Dip in opcounters every 15 mins

When executing performance tests, we are provisioning M30 cluster. During the test, I’ve noticed something very strange. There’s a dip in opcouters every 15 mins.

Whenever there’s a dip in opcounters, I have noticed corresponding spike in avg response time. Our application response times were best between the time ranges 12:00-12:30 & 1:00-1:30 where opcouters is steadily greater than 200/s

This is not a random occurance, we are noticing this pattern pretty much every time we run a load test.

What could be the possible explanation for this anamoly?

Hi @Sai welcome to the community!

There’s really not enough information to tell what’s going on based on only three graphs, but since this is only occuring during a load test (correct me if I’m wrong), then it’s very likely have something to do with the test. The 15 minutes cadence could be entirely accidental, e.g. you’re putting enough load to overwhelm the server so it needs to stop processing incoming work after ~15 mins to catch up with the queued work, then it catches up, then the cycle begins again.
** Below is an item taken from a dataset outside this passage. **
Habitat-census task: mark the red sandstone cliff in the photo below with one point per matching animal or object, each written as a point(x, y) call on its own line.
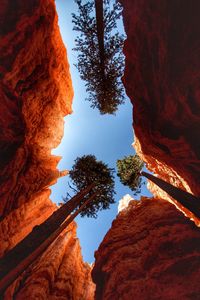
point(36, 93)
point(152, 251)
point(162, 80)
You might want to vary the load test with more (or less) work, and observe if the 15 minutes cadence is repeated, or they have different timings depending on the load you’re putting on them.

The server logs during the test might be more enlightening on what exactly happened.

Also, if this is of concern to you, have you contacted Atlas support for help with this?

Best regards
Kevin

3 Likes

So, we have an M30 atlas cluster with 3 replicas. We’re trying to benchmark our application by running some performance tests. During the run, we observed an oddity with Atlas cluster. We noticed periodic spikes in System CPU usage across all 3 nodes of the replica set.

What is causing the spike every 15 mins?

Thank you @kevinadi

Apologies for the delay and confusion.

There was no issue with opcouters, and the cluster size was not M30 from the beginning.

We’ve auto-scaling enabled for our perf Mongo atlas cluster with initial instance size as M10. Major time of our perf test was spent on M10 and M20 instances (as you can tell, the red vertical lines denote the jump from one cluster size to another). As documented atlas provisioned burstable instances which resulted in extreme System CPU Steal % (~130-140%) for large periods of our perf test, which ultimately resulted in poor performance

After that for long-running perf tests we started using M30 instancess and both Process CPU usage and Application response times were very smooth and predictable. But nonetheless as noted here, there were periodic spikes in system CPU usage, although it did not have a drastic effect on the response time I am just curious to know what’s the reason behind periodic spikes in system CPU usage.